WASHINGTON — Russia is openly distancing itself from language included in a joint statement released by the G8 Foreign Ministers Meeting Chairman on Thursday that supported the rights and freedoms of LGBT individuals.
“These individuals often face death, violence, harassment and discrimination because of their sexual orientation in many countries around the world.”
A footnote indicated that the Russian Federation “disassociates itself from this language,” with Russia’s deputy foreign minister Sergei Ryabkov saying Friday that “under the pretext of protecting the so-called sexual minorities, in effect there’s aggressive propaganda and the imposition of certain behavior and values that may insult the majority of the society.”

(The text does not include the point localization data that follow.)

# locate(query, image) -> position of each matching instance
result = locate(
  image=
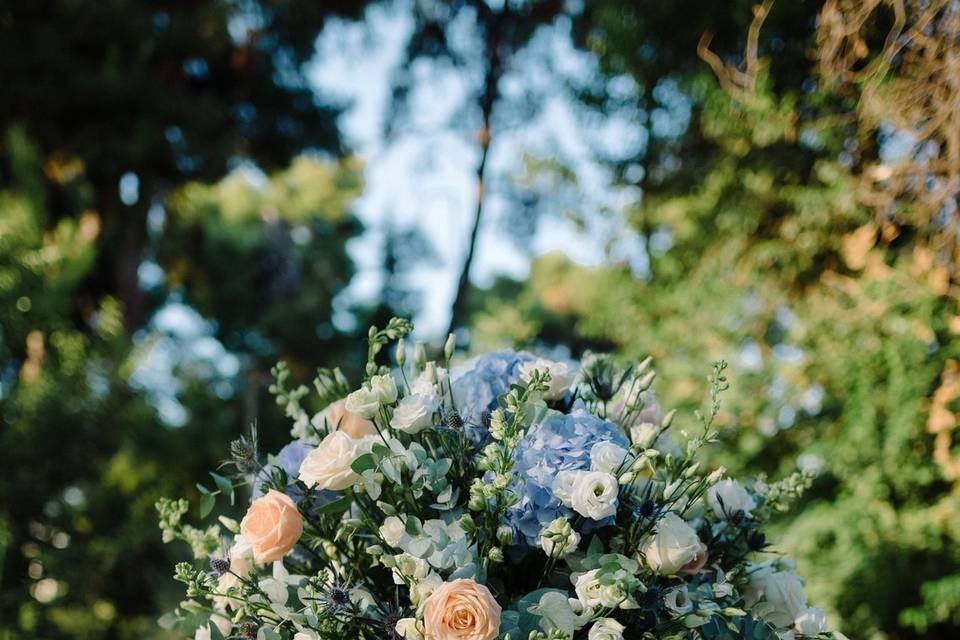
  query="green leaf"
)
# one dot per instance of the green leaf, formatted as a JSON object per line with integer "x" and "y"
{"x": 207, "y": 501}
{"x": 224, "y": 485}
{"x": 337, "y": 507}
{"x": 363, "y": 463}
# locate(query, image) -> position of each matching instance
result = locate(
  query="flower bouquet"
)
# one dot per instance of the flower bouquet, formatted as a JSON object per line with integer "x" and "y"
{"x": 518, "y": 498}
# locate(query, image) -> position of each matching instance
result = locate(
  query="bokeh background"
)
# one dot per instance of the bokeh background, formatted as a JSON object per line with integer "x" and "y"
{"x": 193, "y": 190}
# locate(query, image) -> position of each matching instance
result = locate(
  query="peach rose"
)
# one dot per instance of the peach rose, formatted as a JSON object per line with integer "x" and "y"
{"x": 694, "y": 566}
{"x": 461, "y": 610}
{"x": 338, "y": 418}
{"x": 272, "y": 526}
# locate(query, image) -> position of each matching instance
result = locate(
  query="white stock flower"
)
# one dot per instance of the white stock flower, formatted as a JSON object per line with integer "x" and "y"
{"x": 727, "y": 497}
{"x": 558, "y": 539}
{"x": 607, "y": 457}
{"x": 606, "y": 629}
{"x": 385, "y": 388}
{"x": 328, "y": 466}
{"x": 811, "y": 621}
{"x": 364, "y": 402}
{"x": 561, "y": 376}
{"x": 414, "y": 413}
{"x": 563, "y": 486}
{"x": 674, "y": 544}
{"x": 595, "y": 495}
{"x": 393, "y": 531}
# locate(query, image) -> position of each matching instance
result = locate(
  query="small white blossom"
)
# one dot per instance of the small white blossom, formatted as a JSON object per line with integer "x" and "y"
{"x": 595, "y": 495}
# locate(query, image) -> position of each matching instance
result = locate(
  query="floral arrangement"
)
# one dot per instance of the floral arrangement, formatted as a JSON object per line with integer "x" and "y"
{"x": 518, "y": 498}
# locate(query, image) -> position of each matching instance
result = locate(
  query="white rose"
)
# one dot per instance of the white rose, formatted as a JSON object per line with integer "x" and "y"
{"x": 561, "y": 376}
{"x": 727, "y": 497}
{"x": 595, "y": 495}
{"x": 607, "y": 457}
{"x": 674, "y": 545}
{"x": 385, "y": 387}
{"x": 414, "y": 413}
{"x": 563, "y": 486}
{"x": 678, "y": 601}
{"x": 811, "y": 621}
{"x": 784, "y": 592}
{"x": 606, "y": 629}
{"x": 393, "y": 531}
{"x": 328, "y": 466}
{"x": 588, "y": 589}
{"x": 364, "y": 402}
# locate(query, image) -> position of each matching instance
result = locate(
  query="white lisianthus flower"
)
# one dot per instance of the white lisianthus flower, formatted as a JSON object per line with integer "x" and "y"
{"x": 678, "y": 602}
{"x": 563, "y": 486}
{"x": 414, "y": 413}
{"x": 783, "y": 591}
{"x": 727, "y": 497}
{"x": 363, "y": 402}
{"x": 595, "y": 495}
{"x": 606, "y": 629}
{"x": 393, "y": 531}
{"x": 328, "y": 466}
{"x": 409, "y": 629}
{"x": 558, "y": 612}
{"x": 561, "y": 376}
{"x": 673, "y": 546}
{"x": 558, "y": 539}
{"x": 588, "y": 589}
{"x": 607, "y": 457}
{"x": 385, "y": 387}
{"x": 811, "y": 621}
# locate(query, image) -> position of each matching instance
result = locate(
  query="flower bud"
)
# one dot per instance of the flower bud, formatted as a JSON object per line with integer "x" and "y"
{"x": 449, "y": 347}
{"x": 420, "y": 355}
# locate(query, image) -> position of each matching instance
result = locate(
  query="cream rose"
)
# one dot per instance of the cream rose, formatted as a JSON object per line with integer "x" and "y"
{"x": 272, "y": 526}
{"x": 461, "y": 610}
{"x": 338, "y": 418}
{"x": 595, "y": 495}
{"x": 673, "y": 547}
{"x": 606, "y": 629}
{"x": 328, "y": 466}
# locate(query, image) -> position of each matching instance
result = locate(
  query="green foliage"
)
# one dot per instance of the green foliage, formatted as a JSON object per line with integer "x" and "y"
{"x": 838, "y": 327}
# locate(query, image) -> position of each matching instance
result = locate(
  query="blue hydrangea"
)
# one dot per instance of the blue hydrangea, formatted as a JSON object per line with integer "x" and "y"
{"x": 289, "y": 459}
{"x": 559, "y": 443}
{"x": 484, "y": 379}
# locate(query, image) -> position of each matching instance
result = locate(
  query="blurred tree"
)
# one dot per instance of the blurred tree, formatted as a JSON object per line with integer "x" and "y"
{"x": 143, "y": 99}
{"x": 760, "y": 248}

Ryabkov added that the international law has no separate norms for the protection of people according to their sexual orientation or gender identity.
Russian lawmakers in the National Duma (Parliament) are considering a bill that would impose fines for spreading gay “propaganda” among minors, a measure that is similar to legislation adopted in February in St. Petersburg, Russia’s second largest city.

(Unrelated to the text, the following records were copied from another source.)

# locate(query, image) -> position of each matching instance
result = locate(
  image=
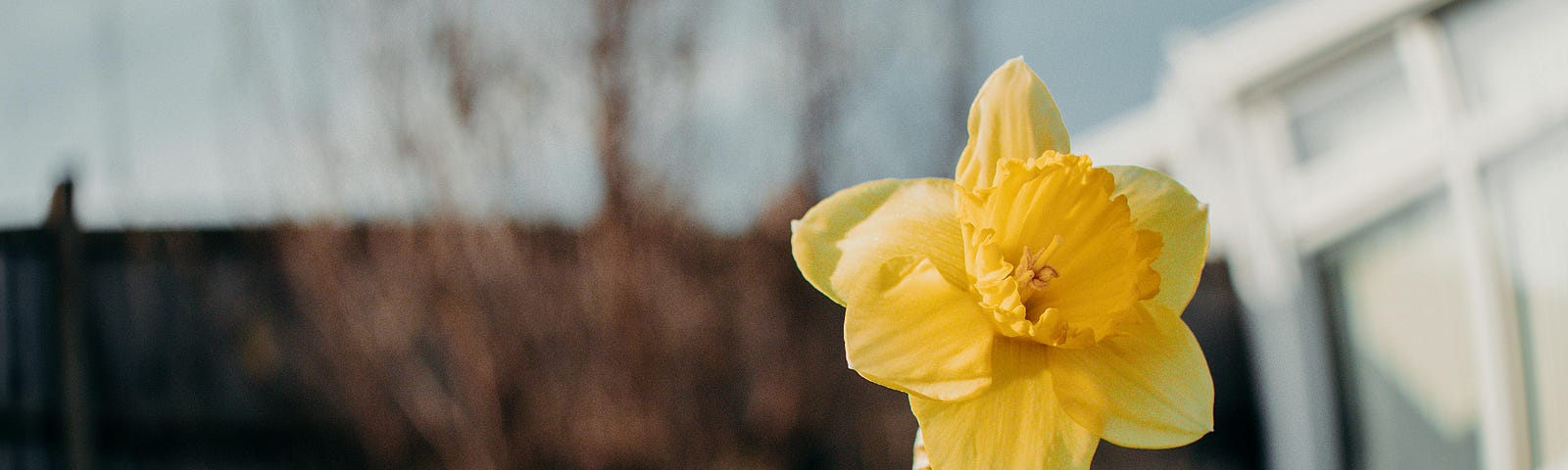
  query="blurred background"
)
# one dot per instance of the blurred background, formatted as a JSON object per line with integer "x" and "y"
{"x": 472, "y": 234}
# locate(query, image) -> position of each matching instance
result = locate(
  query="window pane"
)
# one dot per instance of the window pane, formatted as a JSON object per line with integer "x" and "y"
{"x": 1509, "y": 51}
{"x": 1405, "y": 344}
{"x": 1533, "y": 221}
{"x": 1350, "y": 101}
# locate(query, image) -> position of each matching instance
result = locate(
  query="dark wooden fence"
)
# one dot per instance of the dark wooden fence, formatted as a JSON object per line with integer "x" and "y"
{"x": 642, "y": 342}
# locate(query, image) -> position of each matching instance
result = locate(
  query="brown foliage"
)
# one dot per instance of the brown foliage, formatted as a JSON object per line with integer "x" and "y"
{"x": 637, "y": 344}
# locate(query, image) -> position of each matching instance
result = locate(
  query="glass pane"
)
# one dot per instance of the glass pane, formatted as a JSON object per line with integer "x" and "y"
{"x": 1509, "y": 52}
{"x": 1405, "y": 344}
{"x": 1528, "y": 195}
{"x": 1348, "y": 101}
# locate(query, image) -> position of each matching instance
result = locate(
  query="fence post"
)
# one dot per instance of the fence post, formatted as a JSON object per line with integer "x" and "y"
{"x": 75, "y": 401}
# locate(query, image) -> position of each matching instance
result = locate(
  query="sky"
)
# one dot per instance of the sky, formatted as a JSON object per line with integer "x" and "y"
{"x": 161, "y": 112}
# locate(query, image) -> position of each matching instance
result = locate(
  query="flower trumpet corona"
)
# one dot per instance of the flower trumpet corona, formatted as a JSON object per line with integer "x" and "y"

That law bans “homosexual propaganda” directed at minors, with fines of up to $17,000 for offenders.
Two people have already been prosecuted for displaying a sign reading “being gay is normal” near a youth club. The city’s lawmakers are pushing to have the law enacted in the whole country. Three other Russian regions have also enacted similar laws.
The Duma has four times rejected drafts banning “homosexual propaganda,” saying that homosexuality is not a criminal offense, unlike in the former Soviet Union, and therefore promoting it isn’t illegal.
However, according to a recent poll by the Levada Center, 74-percent of Russians consider homosexuality an amoral mental deviation, and less than half of those polled think that LGBTQ people should have equal rights.
The G8 (or, Group of Eight) is a forum for the governments of eight of the world’s largest economies, and includes the United States, Canada, France, Germany, Italy, Japan, the United Kingdom, and Russia.